The credited answer is (C). If folks with Laestrygonian Disease cannot assimilate the Vitamin C in the rice, then it won’t help them, and eating the fortified rice will not provide them any particular benefit. If we negate this option, it shatters the argument. This is a true assumption.
(A) This may be true, although I am skeptical that any human-made improved food would be better than the fruits designed by Nature! Regardless, whether this is true or not does not have any bearing on how helpful the fortified rice will be for the folks with Laestrygonian Disease. This option is incorrect.
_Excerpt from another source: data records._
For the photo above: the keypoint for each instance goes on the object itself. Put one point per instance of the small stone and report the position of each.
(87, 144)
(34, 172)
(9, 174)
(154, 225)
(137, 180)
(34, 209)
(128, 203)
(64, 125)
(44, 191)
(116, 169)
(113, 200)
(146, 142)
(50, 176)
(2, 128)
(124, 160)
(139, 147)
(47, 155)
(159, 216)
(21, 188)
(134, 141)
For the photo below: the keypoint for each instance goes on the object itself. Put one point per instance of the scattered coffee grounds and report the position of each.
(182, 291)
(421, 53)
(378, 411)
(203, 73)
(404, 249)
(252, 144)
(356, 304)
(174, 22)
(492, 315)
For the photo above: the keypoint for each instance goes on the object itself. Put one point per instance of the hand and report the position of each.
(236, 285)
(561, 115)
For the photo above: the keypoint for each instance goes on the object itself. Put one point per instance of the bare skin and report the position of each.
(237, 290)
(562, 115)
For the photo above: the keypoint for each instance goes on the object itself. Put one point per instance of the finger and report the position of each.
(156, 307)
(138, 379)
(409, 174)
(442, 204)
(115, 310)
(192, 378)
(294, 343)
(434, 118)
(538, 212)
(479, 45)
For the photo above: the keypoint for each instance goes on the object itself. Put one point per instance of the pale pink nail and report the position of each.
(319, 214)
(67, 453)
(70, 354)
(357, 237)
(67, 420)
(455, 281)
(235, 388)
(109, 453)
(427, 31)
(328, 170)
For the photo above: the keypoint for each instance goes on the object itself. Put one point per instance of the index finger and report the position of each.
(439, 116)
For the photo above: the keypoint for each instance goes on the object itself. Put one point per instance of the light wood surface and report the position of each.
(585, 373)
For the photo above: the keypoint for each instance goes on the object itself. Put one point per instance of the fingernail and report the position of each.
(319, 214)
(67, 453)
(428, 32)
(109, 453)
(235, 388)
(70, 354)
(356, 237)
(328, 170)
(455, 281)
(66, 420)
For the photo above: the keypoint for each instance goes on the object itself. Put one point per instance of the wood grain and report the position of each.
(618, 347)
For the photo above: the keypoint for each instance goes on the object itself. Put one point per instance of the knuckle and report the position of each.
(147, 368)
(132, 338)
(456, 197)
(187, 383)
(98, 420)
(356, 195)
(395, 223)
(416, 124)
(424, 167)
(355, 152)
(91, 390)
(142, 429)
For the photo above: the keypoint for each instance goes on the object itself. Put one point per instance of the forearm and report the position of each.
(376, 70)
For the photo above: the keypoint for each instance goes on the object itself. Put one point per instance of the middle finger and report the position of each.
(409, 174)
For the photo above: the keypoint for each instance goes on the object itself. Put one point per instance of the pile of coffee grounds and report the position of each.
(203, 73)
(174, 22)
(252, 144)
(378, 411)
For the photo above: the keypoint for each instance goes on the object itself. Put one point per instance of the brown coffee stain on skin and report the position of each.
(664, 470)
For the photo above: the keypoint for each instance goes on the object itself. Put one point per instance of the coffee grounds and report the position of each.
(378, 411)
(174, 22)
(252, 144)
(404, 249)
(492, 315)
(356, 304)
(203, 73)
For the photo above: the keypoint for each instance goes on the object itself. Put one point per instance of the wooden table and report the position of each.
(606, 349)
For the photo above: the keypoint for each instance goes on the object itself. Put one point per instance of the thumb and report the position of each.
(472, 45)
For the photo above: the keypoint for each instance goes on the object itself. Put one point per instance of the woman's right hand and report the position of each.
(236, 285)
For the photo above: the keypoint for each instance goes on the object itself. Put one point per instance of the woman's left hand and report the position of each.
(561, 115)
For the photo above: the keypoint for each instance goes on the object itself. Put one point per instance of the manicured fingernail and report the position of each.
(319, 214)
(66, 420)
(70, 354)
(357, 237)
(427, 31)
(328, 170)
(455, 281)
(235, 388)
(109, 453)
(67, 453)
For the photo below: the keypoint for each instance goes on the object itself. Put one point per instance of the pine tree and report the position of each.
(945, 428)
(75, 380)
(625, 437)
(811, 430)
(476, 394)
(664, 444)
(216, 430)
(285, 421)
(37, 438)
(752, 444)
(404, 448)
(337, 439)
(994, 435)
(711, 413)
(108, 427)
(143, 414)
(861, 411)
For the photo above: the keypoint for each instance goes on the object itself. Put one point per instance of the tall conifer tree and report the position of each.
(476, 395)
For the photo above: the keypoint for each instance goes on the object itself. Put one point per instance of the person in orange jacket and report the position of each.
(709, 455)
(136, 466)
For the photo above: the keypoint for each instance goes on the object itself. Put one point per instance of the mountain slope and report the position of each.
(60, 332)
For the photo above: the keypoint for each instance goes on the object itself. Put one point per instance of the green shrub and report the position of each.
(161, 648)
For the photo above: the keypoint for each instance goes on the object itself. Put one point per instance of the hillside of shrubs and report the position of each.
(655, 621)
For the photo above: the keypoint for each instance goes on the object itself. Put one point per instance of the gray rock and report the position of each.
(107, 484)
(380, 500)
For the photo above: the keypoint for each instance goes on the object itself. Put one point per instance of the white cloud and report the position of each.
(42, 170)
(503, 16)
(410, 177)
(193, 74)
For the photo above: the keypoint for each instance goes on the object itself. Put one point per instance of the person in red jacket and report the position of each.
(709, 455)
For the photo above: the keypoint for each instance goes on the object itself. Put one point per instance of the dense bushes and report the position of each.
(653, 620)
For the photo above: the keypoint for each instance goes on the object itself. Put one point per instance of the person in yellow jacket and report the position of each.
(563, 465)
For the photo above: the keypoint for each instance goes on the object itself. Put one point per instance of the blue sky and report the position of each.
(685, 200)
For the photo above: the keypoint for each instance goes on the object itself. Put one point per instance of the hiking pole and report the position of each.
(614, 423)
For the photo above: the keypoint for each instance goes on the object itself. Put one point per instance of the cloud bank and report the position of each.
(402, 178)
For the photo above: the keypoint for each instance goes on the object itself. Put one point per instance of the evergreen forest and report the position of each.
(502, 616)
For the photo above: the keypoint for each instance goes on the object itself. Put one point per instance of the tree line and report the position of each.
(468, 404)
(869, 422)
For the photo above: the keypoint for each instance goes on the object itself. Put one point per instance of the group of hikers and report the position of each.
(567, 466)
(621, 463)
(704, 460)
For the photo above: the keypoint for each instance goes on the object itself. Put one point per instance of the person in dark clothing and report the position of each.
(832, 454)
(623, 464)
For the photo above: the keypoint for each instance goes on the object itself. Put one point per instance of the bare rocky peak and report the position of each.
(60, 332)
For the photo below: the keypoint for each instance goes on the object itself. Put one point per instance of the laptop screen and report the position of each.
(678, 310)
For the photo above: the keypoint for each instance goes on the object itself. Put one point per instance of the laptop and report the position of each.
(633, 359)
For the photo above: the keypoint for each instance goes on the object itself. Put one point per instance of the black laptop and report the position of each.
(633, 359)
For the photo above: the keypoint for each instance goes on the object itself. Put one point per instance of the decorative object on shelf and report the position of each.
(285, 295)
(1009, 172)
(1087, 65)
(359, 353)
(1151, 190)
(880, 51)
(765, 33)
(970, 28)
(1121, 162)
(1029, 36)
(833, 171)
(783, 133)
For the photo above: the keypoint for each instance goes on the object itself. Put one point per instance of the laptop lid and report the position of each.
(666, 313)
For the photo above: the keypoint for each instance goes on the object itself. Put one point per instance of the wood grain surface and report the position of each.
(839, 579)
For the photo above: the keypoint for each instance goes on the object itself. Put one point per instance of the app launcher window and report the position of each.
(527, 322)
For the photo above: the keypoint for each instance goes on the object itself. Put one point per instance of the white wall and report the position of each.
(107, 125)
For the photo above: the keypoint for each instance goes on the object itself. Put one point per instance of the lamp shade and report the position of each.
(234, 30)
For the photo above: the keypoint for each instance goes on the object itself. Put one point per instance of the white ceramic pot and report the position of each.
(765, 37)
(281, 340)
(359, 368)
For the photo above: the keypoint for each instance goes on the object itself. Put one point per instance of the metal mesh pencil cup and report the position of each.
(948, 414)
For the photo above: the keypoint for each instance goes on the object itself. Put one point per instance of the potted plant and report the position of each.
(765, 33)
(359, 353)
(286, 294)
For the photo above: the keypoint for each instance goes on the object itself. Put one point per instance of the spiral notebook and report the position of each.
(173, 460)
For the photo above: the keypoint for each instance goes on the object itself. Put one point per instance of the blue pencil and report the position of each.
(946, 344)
(B) This is intriguing. Let’s negate this. Suppose it were the exact same problem, say, the exact same missing enzyme, that made it impossible to digest both fruit and vitamin supplements. Then what? Would that mean they also couldn’t digest the fortified rice, or get the vitamin C they need from it? We cannot say. It’s conceivable that the argument could still work, so negating this does not destroy the argument. This is not an assumption.
(D) Let’s negate this. Suppose the fortified rice benefits everyone—even the no-carbs fanatic who hasn’t touched carbs in a decade: even when this person breaks his carb-fast and has the fortified rice, he has benefit from it. What then? Whether these other people benefit or not from the fortified rice has no bearing on whether it helps the folks with Laestrygonian Disease. This choice is incorrect.
(E) Let’s negate this. Suppose we can infused dozens of other vitamins and minerals into the rice, all with high nutritional yield. That would only be good for the folks with Laestrygonian Disease—the more vitamins, the better! It certainly would not impact whether these folks derived any benefit from the vitamin C in the rice. This choice is incorrect.